И вдруг вдалеке кто-то завопил, завыл, захохотал. Он вздрогнул и крепче сжал в руке тяжелый посох: никогда прежде не слышал он вопля ужаснее, хохота отвратительнее. Томмазо осенил себя крестным знамением и торопливо проговорил слова молитвы. Но воющий хохот не замолк. Значит, это не нечистый, а живое существо. Над кем оно хохочет? Почему воет? Ночная дорога сразу показалась зловещей. Но не возвращаться же назад, где сейчас уже, верно, распрощалась с жизнью та, которую он так неумело напутствовал.
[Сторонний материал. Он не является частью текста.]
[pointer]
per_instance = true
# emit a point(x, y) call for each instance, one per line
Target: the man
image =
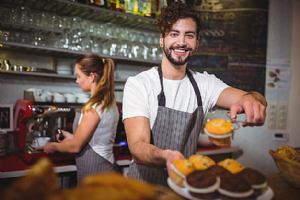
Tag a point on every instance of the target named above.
point(164, 107)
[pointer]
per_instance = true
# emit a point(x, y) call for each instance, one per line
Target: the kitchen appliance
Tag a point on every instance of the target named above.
point(34, 121)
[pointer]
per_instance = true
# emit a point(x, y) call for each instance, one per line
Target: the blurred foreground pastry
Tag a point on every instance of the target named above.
point(231, 165)
point(41, 183)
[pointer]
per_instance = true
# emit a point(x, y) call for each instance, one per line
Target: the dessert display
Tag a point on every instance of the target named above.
point(231, 165)
point(201, 162)
point(200, 181)
point(235, 186)
point(219, 131)
point(227, 179)
point(41, 183)
point(255, 178)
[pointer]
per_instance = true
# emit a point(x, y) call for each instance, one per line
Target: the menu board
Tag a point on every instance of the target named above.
point(233, 41)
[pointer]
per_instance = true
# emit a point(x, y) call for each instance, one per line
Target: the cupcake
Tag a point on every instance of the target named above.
point(219, 131)
point(218, 170)
point(255, 178)
point(201, 181)
point(179, 169)
point(234, 186)
point(231, 165)
point(201, 162)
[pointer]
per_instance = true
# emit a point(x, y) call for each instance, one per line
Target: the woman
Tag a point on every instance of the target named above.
point(94, 137)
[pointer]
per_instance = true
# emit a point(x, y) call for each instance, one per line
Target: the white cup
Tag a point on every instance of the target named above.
point(40, 141)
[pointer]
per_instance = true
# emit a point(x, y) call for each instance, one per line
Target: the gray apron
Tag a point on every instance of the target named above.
point(172, 129)
point(88, 162)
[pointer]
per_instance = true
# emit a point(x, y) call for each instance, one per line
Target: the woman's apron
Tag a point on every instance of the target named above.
point(172, 129)
point(88, 162)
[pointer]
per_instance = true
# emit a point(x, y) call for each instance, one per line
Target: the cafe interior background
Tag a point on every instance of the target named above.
point(45, 46)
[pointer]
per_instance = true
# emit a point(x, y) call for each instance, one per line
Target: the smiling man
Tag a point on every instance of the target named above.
point(164, 107)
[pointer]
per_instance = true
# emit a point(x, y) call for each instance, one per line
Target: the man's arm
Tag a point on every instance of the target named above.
point(253, 104)
point(138, 138)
Вперед! Мрачна безлюдная дорога, вязнут сандалии в пыли, и неизвестно еще, долго ли ему шагать. Но вперед, вперед, вперед. Ни в милое его сердцу Стиньяно, ни в тихую Плаканику нет для него возврата…
Глава XII
Первый же день в новой обители принес Томмазо немалое удивление. Здесь о нем, оказывается, хорошо знали. Настоятель, строгий и важный, беседуя с Томмазо, дал ему понять, что для него не тайна ни таланты молодого монаха, ни его склонность к умствованию.
— Почаще вспоминай, сын мой, что божественный доктор Фома Аквинат называл чрезмерную любознательность смертным грехом. Даже твои мелкие провинности здесь уже известны, — сказал он. Томмазо едва не спросил: «Откуда?», но проглотил напрасный вопрос. Настоятель сообщил, что переход Томмазо в новую обитель милостиво соблаговолил разрешить провинциал[4] ордена. Так молодой доминиканец впервые узнал: каждый его шаг на жизненном пути отныне совершается им не по собственному желанию. Начальствующие определяют, чему быть. И каждый его и обдуманный, и необдуманный поступок, и особенно проступок оставляет следы в канцеляриях ордена.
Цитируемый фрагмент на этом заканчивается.